AL-MUZZAMMIL (المزمل). Lit. “The Wrapped up.” The title of the LXXIVth Sūrah of the Qurʾān, in the first verse of which the word occurs. “O Thou, enwrapped, arise to prayer.” It is said the chapter was revealed to Muḥammad when he was wrapped up in a blanket at night.
MYSTICISM. The word mysticism is of a vague signification, but it is generally applied to all those tendencies in religion which aspire to a direct communication between man and his God, not through the medium of the senses, but through the inward perception of the mind. Consequently the term is applied to the Pantheism of the ancient Hindu, to the Gnosticism of the ancient Greek, to the Quietism of Madame Guyon and Fénelon, to the Pietism of Molinos, to the doctrines of the Illuminati of Germany, to the visions of Swedenborg, as well as to the peculiar manifestations of mystic views amongst some modern Christian sects. It is a form of error which mistakes the operations of a merely human faculty for a divine manifestation, although it is often but a blind protest in behalf of what is highest and best in human nature.
The earliest mystics known are those of India, the best exposition of their system being the Bhāgavad-gītā (see Wilkins’ translation). Sir William Jones says:—“A figurative mode of expressing the fervour of devotion, the ardent love of created spirits, toward their Beneficent Creator, has prevailed from time immemorial in Asia; particularly among the Persian Theists, both ancient Hushangis and modern Sufis, who seem to have borrowed it from the Indian philosophers of the Vedanta School, and their doctrines are also believed to be the source of that sublime but poetical theology which glows and sparkles in the writings of the old Academics. ‘Plato travelled into Italy and Egypt,’ says Blande Fleury, ‘to learn the Theology of the Pagans at its fountain head.’ Its true fountain, however, was neither in Italy nor in Egypt though considerable streams of it had been conducted thither by Pythagoras, and by the family of Misra, but in Persia or India, which the founder of the Italic sect had visited with a similar design.”

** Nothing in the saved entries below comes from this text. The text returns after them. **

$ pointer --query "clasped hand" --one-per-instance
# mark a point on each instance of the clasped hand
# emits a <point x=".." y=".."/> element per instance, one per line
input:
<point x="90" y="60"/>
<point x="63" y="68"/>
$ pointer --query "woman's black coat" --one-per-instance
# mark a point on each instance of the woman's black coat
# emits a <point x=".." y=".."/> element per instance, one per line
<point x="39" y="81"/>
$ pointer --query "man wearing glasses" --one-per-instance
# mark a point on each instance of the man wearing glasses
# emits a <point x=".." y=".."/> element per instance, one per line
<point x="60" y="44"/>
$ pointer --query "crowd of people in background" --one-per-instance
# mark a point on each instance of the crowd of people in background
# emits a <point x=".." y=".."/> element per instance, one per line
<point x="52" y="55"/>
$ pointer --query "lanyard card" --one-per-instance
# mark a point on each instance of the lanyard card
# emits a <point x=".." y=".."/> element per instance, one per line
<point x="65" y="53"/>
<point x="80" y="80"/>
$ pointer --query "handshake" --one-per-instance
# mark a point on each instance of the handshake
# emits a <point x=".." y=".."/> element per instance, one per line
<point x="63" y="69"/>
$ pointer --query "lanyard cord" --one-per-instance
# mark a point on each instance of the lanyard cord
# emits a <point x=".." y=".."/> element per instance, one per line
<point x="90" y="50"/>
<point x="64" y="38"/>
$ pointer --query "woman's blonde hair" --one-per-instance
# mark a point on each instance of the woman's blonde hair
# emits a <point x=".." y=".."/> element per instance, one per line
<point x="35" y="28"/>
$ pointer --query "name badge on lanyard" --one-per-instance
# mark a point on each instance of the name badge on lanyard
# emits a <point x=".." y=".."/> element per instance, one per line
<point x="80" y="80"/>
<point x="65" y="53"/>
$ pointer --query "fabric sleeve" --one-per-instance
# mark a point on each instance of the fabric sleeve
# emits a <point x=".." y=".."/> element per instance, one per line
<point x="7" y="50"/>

Almost the only religion in the world in which we should have concluded, before examination, that the Pantheistic and mystic spirit of Hinduism was impossible, is the stern unbending religious system of Muḥammad and his followers. But even amongst Muslims there have ever been those who seek for divine intuition in individual souls, to the partial or entire rejection of the demands of creeds and ceremonies. These mystics are called Ṣūfīs, and have always included the philosophers, the poets, and the enthusiasts of Islām. For an account of these Muslims, see the article on [SUFIISM].